AHHHHHH!!! Don't use 60 or 80 grit!!! Please don't tell me you used coarse sandpaper on those cabinets. I just read your latest post. Wow, that changes the picture!!! I was wondering yesterday when you were going to do this work, whether it could be done in the summer when you had time and not be bothered. How do they expect you to do anything in 30-45 minute time blocks? Okay, emergengy stratagy!...Ready?! Don't sand or strip the cabinets! Have the kids clean the cabinets with a solution of TSP in water, using rags. Don't let them soak the cabinets, just clean off the grime. Next, if there are scratches or dents, use a clothes iron and a damp rag...lay the damp rag on the scratch or dent and apply the hot iron over it. The steam will puff up the scratch or dent. Wait til the area is dry, then sand the area with 120, then 150 sand paper. Lightly sand all the cabinets with 150 grit...MAKE SURE THEY GO WITH THE GRAIN!!! Next, apply Zinsser sanding sealer to all surfaces. This dries really fast and is runny, so make sure they apply it lightly and brush it out. Keep checking for drips and runs and brush them out. Once that is dry, use 320 or 440 wet and dry sandpaper and lightly scuff all areas. Use dry sponges as sanding blocks with this sandpaper. All they are to do is knock off the dust specks, not sand through the sealer coat. Now you are ready for finish coats. Kids and applying varnish don't mix, especially wanna-be rappers. I would suggest using Minwax Wipe-on Poly. Pay attention to the smell, ventilate if necessary. Make each kid wear rubber gloves, give them a bowl type container with about a cup of poly in it and a rag, have them soak a part of the rag only and wipe it on and spread it. This method is pretty fool proof and kids can do a good job at it. If you need a color it gets way more complicated. You could use Polyshades by Minwax and wipe that on, but it won't apply as well and may not be even. Call the Minwax help # and ask about adding color to the wipe-on Poly. Anyway, the next day you can re-coat. and the next day do a light scuff with 440 again and dust off the surfaces. The next day give everything a third coat. That should be good. You should be able to knock it out by the end of the semester this way.


----------



## iamsparticus (Jan 17, 2012)

Ooops! I started stripping and sanding one as a test piece. I did a rather small area and it's the teacher desk so it shouldn't be detrimental. I tried uploading pics. this weekend but my computer was acting like my rappers and not working. I have pic.s but they need to be 700 x 700 and i am trying to cut them down to a manageable pixel range. What is TSP? I have never heard of or used that product?
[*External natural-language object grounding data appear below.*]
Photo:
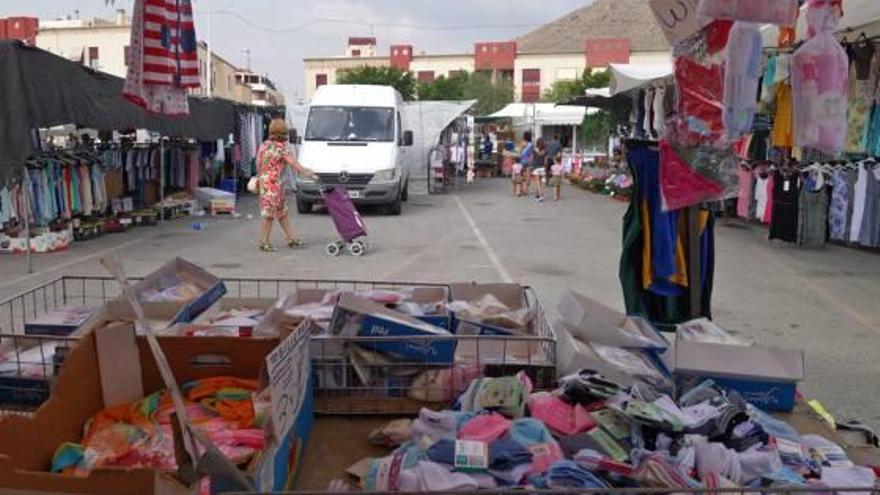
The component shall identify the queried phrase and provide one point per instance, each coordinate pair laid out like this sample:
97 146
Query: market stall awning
626 77
544 113
40 89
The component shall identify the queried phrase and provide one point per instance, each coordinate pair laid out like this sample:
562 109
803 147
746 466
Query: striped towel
170 53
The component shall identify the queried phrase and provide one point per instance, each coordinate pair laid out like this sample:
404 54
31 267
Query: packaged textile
820 81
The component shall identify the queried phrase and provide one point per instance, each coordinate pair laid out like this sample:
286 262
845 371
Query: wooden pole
695 282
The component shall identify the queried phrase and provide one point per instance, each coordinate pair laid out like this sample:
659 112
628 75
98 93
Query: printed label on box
471 456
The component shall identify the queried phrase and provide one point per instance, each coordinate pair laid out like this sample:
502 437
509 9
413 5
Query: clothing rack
694 263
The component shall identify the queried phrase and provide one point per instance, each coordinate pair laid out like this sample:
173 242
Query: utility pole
247 54
209 77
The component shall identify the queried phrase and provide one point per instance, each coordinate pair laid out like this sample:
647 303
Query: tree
563 91
444 89
490 96
596 128
402 81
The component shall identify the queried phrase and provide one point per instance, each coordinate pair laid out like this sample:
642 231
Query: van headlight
385 175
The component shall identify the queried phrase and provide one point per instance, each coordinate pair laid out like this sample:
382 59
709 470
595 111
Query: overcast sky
280 33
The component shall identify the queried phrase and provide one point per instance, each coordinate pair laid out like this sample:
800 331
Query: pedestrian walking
538 170
555 175
527 160
273 157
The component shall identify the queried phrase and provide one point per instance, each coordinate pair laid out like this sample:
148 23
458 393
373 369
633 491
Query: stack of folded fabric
591 433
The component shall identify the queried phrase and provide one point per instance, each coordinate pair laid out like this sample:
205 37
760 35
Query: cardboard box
27 444
764 376
433 295
211 288
431 345
678 19
511 295
59 322
252 312
160 316
591 321
623 366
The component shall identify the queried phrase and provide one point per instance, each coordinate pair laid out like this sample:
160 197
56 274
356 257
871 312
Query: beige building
103 44
260 89
607 31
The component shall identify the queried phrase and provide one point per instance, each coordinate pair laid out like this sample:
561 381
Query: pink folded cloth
560 416
485 428
544 455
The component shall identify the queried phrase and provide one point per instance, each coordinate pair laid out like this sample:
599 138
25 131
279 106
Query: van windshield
350 124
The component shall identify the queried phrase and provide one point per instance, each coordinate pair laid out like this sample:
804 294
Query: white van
354 138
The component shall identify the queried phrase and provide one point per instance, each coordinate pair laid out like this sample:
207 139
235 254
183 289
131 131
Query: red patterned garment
271 159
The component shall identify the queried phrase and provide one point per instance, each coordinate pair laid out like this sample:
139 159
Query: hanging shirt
859 198
813 216
782 135
786 200
819 75
768 86
660 112
745 193
741 77
841 197
870 231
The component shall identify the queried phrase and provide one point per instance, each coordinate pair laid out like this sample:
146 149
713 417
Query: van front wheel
303 207
395 207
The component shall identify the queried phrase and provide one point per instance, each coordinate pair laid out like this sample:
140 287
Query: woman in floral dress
274 155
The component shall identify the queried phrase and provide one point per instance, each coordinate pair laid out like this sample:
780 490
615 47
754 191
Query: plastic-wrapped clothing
700 108
861 96
741 77
772 12
680 184
820 79
782 135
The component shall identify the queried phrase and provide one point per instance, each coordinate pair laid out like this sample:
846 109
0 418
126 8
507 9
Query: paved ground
825 301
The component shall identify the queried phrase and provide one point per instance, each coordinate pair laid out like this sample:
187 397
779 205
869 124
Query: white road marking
67 264
490 252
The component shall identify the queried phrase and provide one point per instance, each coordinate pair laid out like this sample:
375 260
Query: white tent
426 119
625 77
542 114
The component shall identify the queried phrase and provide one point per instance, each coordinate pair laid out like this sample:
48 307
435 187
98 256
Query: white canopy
626 77
603 92
428 119
544 113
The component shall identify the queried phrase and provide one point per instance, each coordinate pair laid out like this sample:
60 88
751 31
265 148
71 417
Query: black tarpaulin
39 89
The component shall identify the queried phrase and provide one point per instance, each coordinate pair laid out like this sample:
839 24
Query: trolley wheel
357 248
333 249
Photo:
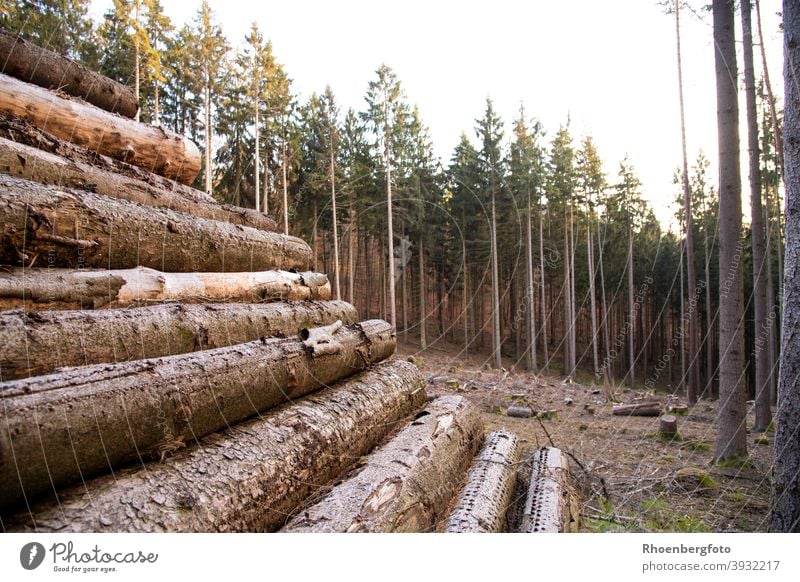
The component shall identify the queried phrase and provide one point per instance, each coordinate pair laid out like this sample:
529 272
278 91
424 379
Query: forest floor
630 479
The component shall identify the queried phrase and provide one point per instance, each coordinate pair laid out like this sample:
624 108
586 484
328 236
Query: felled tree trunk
485 499
53 227
406 485
82 421
33 344
27 162
248 478
77 289
33 64
153 148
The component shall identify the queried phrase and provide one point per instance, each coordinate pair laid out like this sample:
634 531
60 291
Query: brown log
406 485
33 344
86 420
485 499
78 289
248 478
33 64
155 149
551 506
55 227
27 162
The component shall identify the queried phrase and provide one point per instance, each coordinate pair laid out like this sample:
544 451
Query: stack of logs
167 363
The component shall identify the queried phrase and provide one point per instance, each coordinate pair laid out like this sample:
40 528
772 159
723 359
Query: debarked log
86 420
155 149
248 478
50 226
78 289
37 343
484 501
33 64
406 485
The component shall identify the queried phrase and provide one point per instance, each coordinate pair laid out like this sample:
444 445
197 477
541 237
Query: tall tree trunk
731 435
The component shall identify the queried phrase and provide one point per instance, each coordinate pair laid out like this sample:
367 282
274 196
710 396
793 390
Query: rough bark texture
485 499
551 505
33 64
149 407
27 162
785 514
406 485
153 148
33 344
52 227
248 478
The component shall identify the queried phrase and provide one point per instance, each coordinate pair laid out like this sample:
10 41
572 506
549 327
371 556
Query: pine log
33 344
33 64
86 420
23 161
77 289
248 478
406 485
551 506
485 499
155 149
76 229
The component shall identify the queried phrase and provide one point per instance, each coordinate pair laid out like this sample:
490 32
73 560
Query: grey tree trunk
785 510
407 484
248 478
57 227
731 435
150 407
32 344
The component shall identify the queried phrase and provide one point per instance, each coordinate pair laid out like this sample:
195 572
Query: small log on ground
485 499
33 64
638 409
155 149
57 227
33 344
86 420
23 161
248 478
406 485
550 506
78 289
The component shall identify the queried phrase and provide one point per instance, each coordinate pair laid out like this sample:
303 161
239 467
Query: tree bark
32 64
33 344
33 164
248 478
405 485
485 499
785 510
152 148
72 228
731 436
148 407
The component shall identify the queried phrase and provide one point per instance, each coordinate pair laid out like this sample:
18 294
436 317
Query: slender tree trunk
731 435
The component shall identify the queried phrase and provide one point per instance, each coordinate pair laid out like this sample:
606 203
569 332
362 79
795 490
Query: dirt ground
629 478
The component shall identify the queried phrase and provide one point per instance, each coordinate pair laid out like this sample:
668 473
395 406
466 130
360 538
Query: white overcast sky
610 65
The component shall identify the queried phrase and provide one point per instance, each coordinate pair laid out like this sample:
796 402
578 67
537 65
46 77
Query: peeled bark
248 478
150 407
78 229
153 148
550 506
32 164
485 499
33 64
77 289
406 485
33 344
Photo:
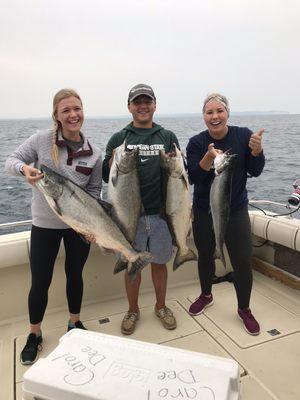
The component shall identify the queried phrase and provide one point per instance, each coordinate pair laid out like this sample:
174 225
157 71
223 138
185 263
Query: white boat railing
15 224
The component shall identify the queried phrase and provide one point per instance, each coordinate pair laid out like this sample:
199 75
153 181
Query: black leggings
44 247
238 242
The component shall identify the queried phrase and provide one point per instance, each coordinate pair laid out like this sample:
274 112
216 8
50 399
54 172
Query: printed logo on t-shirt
147 149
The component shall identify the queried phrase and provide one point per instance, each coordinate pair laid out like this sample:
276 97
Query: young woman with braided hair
67 151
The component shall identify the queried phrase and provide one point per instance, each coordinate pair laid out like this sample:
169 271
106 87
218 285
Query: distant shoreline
177 115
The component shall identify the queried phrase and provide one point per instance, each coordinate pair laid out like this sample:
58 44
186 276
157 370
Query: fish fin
185 180
182 258
114 177
120 265
83 238
105 250
57 208
226 278
143 259
106 205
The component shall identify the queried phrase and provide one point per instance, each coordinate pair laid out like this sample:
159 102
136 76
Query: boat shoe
250 324
30 352
166 316
129 322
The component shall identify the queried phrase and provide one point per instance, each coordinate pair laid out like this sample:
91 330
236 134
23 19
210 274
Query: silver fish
124 193
88 216
220 196
178 204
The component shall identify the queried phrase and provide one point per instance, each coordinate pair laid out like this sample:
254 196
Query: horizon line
165 115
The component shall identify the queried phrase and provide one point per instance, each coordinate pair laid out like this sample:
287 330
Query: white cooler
90 365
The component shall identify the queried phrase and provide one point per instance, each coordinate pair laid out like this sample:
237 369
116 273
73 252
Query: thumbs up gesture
255 142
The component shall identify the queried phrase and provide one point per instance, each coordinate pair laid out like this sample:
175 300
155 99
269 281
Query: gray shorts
153 235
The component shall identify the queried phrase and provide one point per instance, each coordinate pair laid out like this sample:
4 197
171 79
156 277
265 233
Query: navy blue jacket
236 140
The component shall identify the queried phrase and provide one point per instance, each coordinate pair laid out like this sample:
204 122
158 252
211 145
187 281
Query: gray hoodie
82 167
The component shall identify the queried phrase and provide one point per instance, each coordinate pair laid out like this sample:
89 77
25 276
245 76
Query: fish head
224 161
52 183
172 162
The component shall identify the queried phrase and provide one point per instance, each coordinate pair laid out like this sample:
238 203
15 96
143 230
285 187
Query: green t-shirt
149 141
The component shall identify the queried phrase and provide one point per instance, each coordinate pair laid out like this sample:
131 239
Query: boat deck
269 363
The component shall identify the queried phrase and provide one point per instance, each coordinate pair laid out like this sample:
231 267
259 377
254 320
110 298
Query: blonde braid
54 148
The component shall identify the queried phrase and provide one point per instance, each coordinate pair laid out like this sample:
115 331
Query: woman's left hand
255 142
Thanks for the detailed reply that is pretty impressive anxious to see how it works out.


----------



## iamsparticus (Jan 17, 2012)

bentwood said:


> Lots of missing info regarding the project but my first thought is that doing the work in the classroom is probably not the best way to go. How many stations? All same size? Water and/or gas lines through all of them? What about removing 1 or 2 units at a time for refurbishing? Or construct 1 or 2 new units to start with and rotate until finished? Someone installed the gas and water after the stations were in place,no reason why maintainace can't remove and reinstall lines is there?


 
I don't have a custodial staff or building maintenance supervisor who is real gung ho! we have the gas secured at the emergency shut off and i was going to pull the lines apart and he quickly stated that open gas lines pose fire hazards and gas seepage could leak by the valves. I suggested blank flange the fittings at the shop and he said there was no way he could secure the seepage and make the project safe. Basically he doesn't want to pull any of the fittings apart, water included. 
6 units for students and 1 unit for teacher all have gas and water.

thanks
Steven


----------



## MNsawyergp (Jan 31, 2012)

TSP is a cleaning product in powder form (trisodium phosphate), like laundry powder. Buy it at paint stores or lumber stores. It is used by painters to clean off oils and grime from woodwork or other surfaces before painting. This will get the cabinets mostly clean. Make sure you let the cabinets dry a day after cleaning them. The Zinsser sanding sealer will seal off the old finish and allow you to add new finish without reactions between the old and new finish. Keep at it. You will make it. By the way...do you have to replace the whole drawer or could you just take off the front and put new fronts on?


----------



## iamsparticus (Jan 17, 2012)

MNsawyergp said:


> TSP is a cleaning product in powder form (trisodium phosphate), like laundry powder. Buy it at paint stores or lumber stores. It is used by painters to clean off oils and grime from woodwork or other surfaces before painting. This will get the cabinets mostly clean. Make sure you let the cabinets dry a day after cleaning them. The Zinsser sanding sealer will seal off the old finish and allow you to add new finish without reactions between the old and new finish. Keep at it. You will make it. By the way...do you have to replace the whole drawer or could you just take off the front and put new fronts on?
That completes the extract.